Kendi kızımız gibiydi, Nursena. Ona ailemizin bir ferdi gibi bakıp ilgileniyorduk. Erken vedâ eyledi. Çok hazin bir ayrılık oldu. Kendi öz evlâdımızı kaybetmiş gibiyiz. Ailesinin acısını, bütün...
Kendi kızımız gibiydi, Nursena. Ona ailemizin bir ferdi gibi bakıp ilgileniyorduk.
Erken vedâ eyledi. Çok hazin bir ayrılık oldu.
Kendi öz evlâdımızı kaybetmiş gibiyiz.
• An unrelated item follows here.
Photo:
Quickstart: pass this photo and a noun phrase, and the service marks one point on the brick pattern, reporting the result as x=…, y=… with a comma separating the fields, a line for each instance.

Ailesinin acısını, bütün zerratımızla yaşıyor ve paylaşıyoruz.
* * *
Aslen Urfa’lıydı. Ailesi Van’daydı. Kendisi İstanbul’da Tıp Fakültesinde okuyordu.
Öğretim yılı bitince, o da ailesinin yanına gidecekti; Ramazanı, Bayramı birlikte geçireceklerdi.
Olmadı. Van’a gidecek uçağa binmek üzere havaalanına vardı; orada fenâlaşıp düştü.
Hastahaneye kaldırıldı. Tedâvi altına alındı. İki hafta kadar yattı ve bu hafta başında dünya hayatına vedâ eyledi, gitti.
* * *
Artık Tıbbı bitirip doktor olmayı hayal ediyordu.
Tam da gelinlik çağındaydı.
Kefeni gelinliği oldu. Şu mübarek günlerde, tertemiz bir şekilde Rabbine kavuştu.
Van’a gidecek uçağa binemedi; mânen kanatlandı, âhiret âlemine uçup gitti.
İnşaallah, tahkiki iman vesikasıyla göçüp gitti.
İşte, Twitter hesabına Risâle-i Nur’dan sabitlemiş olduğu son sözler: “Bilirsin ki: Ömür kısadır, lüzûmlu işler pek çoktur. Acaba, benim gibi sen dahi kafanı teftiş etsen, malûmatın içinde ne kadar lüzûmsuz, faidesiz, ehemmiyetsiz odun yığınları gibi camid şeyleri bulursun?